- Genre: Documentary; True crime;
- Directed by: Chad Cunningham; Jeffrey Woods; Steven Wesley Miller; Wesley Caylor; Brian Peery; Robert Ivkovic;
- Presented by: Malikha Mallette (Season 2-present); Lynn Whitfield (Season 1);
- Original language: English
- No. of seasons: 15
- No. of episodes: 443

Production
- Executive producers: Tia A. Smith (151 episodes, 2013-2019); Todd Moss (25 episodes, 2013-2020); Stephen Land (20 episodes, 2013-2014); Allison Wallach (13 episodes, 2015-2020); Eric Wetherington (9 episodes, 2013-2023);
- Running time: 40-60 minutes
- Production company: Jupiter Entertainment

Original release
- Release: June 3, 2013 – present

= Fatal Attraction (2013 TV program) =

American true crime television series

Fatal Attraction is an American true crime television program that airs on TV One. The series debuted on June 3, 2013, and is produced by Jupiter Entertainment. On January 24, 2019, TV One announced it was renewing the program for an eighth season which premiered on January 28, 2019. On January 10, 2020, it was announced that the ninth season would premiere on January 13, 2020.

== Overview ==
The program features non-fiction narratives of crimes committed by a partner in an abusive relationship.
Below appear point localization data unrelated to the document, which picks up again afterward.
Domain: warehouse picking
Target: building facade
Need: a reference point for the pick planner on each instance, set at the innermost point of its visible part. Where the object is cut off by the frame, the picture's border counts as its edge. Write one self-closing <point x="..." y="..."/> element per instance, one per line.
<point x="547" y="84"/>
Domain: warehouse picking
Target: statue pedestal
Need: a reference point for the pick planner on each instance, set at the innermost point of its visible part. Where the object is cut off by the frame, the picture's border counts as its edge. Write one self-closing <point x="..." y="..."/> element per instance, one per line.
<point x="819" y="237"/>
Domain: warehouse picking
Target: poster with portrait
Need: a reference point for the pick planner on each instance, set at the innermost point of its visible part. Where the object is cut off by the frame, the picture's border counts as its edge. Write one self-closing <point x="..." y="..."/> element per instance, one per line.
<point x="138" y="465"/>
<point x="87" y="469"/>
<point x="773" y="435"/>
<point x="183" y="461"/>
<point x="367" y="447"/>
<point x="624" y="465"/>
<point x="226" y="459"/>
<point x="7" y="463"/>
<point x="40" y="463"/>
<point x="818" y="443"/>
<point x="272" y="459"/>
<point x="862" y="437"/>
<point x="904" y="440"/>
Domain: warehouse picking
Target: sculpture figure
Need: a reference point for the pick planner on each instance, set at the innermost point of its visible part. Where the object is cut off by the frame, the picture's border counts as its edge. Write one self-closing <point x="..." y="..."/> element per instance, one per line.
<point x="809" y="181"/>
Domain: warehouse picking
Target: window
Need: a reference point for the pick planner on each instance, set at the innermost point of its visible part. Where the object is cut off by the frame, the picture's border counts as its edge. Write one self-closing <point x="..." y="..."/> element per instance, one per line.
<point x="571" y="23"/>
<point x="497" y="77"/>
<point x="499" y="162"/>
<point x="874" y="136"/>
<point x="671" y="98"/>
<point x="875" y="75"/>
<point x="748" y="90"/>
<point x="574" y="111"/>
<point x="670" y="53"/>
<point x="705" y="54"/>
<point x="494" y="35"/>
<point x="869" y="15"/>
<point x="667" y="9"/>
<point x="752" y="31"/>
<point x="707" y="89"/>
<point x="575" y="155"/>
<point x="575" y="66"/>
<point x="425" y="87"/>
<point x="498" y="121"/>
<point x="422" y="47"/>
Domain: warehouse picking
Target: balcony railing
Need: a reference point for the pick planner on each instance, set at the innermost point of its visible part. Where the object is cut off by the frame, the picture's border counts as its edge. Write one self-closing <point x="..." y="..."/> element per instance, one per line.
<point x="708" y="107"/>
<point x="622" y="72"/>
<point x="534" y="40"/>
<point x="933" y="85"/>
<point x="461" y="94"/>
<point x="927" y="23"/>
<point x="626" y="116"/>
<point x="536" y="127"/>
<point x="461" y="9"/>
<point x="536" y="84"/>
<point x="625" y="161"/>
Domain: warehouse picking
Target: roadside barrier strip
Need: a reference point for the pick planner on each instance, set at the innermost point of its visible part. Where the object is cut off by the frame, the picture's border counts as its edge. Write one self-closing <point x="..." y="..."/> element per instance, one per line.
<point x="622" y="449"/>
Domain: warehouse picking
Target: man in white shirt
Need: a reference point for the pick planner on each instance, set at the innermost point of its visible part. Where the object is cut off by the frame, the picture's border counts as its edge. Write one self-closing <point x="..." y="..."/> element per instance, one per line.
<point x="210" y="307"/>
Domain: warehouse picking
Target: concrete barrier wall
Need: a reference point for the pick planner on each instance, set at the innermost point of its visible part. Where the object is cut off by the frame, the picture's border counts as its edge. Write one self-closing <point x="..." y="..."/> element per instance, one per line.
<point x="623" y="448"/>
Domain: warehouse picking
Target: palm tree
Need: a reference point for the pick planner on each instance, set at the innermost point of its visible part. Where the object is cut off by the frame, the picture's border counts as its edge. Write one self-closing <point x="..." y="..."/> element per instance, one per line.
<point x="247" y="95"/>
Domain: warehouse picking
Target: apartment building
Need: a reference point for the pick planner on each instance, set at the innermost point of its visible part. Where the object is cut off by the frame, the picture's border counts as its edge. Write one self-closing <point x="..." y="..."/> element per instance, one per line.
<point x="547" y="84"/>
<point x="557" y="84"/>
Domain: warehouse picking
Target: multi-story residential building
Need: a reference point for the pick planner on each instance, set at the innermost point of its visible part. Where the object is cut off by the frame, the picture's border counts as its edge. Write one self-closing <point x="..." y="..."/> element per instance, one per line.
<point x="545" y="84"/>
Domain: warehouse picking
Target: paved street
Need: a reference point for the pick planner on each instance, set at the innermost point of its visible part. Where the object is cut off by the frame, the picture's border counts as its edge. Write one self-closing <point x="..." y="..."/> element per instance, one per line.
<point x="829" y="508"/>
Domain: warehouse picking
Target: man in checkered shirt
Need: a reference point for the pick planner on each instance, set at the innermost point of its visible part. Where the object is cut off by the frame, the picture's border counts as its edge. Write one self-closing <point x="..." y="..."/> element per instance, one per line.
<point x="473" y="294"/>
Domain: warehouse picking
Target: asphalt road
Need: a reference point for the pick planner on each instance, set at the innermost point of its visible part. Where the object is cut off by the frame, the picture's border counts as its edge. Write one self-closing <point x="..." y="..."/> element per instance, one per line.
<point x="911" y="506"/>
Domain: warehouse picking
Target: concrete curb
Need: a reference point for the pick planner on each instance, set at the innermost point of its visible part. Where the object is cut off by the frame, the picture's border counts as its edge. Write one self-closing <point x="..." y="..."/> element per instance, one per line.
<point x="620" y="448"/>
The program is edited in a documentary style, using a central voice-over narration by Malikha Mallette, as well as interviews with people who have first-hand knowledge of the case, including law-enforcement officials, lawyers, journalists, friends and family members of both the victims and the accused. The first season was narrated by Lynn Whitfield.

In 2014, a subject in one of the shows claimed he had been unfairly depicted as a killer, and filed suit for defamation against TV One and Jupiter in Maryland District Court, seeking $650,000 in damages. The lawsuit was dismissed.